Logic simulation is one of the most commonly used method for verifying circuit designs. It produces circuit signal values based on the current circuit state and inputs. More specifically, logic simulation takes a circuit design and the given input patterns to calculate values that will be produced by the design code. For example, logic simulation for an AND gate with inputs 0 and 1 will produce 0 on its output. Simulating the same gate with inputs 1 and 1 will produce 1 on its output.
Values produced by logic simulation can then be used to check whether the circuit behaves according to the specification. This is typically done using checkers to verify the correctness of the design. Checkers sample circuit signal values and then determine if the values are correct. Two common types of checkers are assertions and reactive testbenches. An assertion encodes logic relationships among signals using predefined logic rules. Testbenches are typically written using behavior code. Logic simulation is flexible and can handle various types of checkers like assertions and behavior testbench that can be reactive. However, for large designs logic simulation can be exceedingly slow.
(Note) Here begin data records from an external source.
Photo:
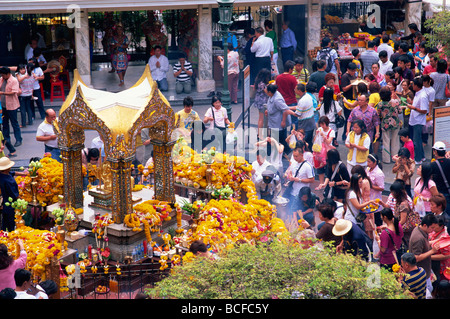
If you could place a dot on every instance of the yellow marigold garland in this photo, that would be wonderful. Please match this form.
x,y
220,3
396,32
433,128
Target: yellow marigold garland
x,y
41,246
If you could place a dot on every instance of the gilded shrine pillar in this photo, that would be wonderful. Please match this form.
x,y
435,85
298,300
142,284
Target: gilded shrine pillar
x,y
121,188
163,167
73,179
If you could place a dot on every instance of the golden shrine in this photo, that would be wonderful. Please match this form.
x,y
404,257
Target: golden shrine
x,y
118,118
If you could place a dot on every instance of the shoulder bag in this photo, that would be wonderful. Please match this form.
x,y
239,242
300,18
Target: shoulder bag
x,y
360,217
443,175
289,184
339,120
326,191
398,252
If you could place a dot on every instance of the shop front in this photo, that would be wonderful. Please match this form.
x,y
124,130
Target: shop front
x,y
350,25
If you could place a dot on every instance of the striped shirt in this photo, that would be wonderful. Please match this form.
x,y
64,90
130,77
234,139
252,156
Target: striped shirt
x,y
183,76
416,282
27,86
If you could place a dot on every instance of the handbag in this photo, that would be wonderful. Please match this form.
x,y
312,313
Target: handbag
x,y
339,120
443,175
327,189
287,191
398,251
412,220
360,217
320,157
447,91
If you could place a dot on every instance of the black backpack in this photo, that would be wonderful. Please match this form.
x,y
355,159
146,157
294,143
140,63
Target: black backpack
x,y
325,54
Because logic simulation can take considerable time to perform for large designs, emulation has been designed to address this issue. Emulation uses FPGAs to implement the design in hardware, and it can produce signal values based on inputs and design states orders of magnitude faster than logic simulation. However, signal value visibility inside the emulator system is typically limited, and only the primary outputs of the design can be directly observed.
Checkers used in a design, such as assertions, typically only need access to a small number of circuit signals. Even though only a small number of signals is needed, generating those signals using logic simulation still requires simulating most if not the whole design, which is slow. Emulation can quickly generate values for those signals. However, extracting those values from emulation and then use them for the checkers is either difficult or time consuming.
To address this issue, some checkers may be synthesized and emulated with the rest of the design. However, in practice only a small number of checkers can be synthesized, and adding them to emulation impacts performance adversely. As a result, those checkers are typically not used in emulation environments, which greatly reduces the chance to find bugs using emulation and hurts final design quality.
Another way to address this issue is to obtain internal signal values in an emulated design and use those values on the checkers. One way to obtain internal signal values is to stop functional clocks and use scan chains to scan out flipflop values inside the design. This method can obtain most flipflop values without additional hardware added to the emulator. However, it can be exceedingly slow due to the large number of cycles needed to scan values out.
Dedicated hardware for obtaining emulation values can be used instead of scan chains to improve value collection speed. For example, one solution adds channels to monitor flipflop values and send the signals out to a logic analyzer. Such special hardware can provide better performance than using scan chain. However, dedicated hardware increases cost of the emulation system. Additionally, how to efficiently and easily replay the obtained logic values on the checkers remain a big challenge.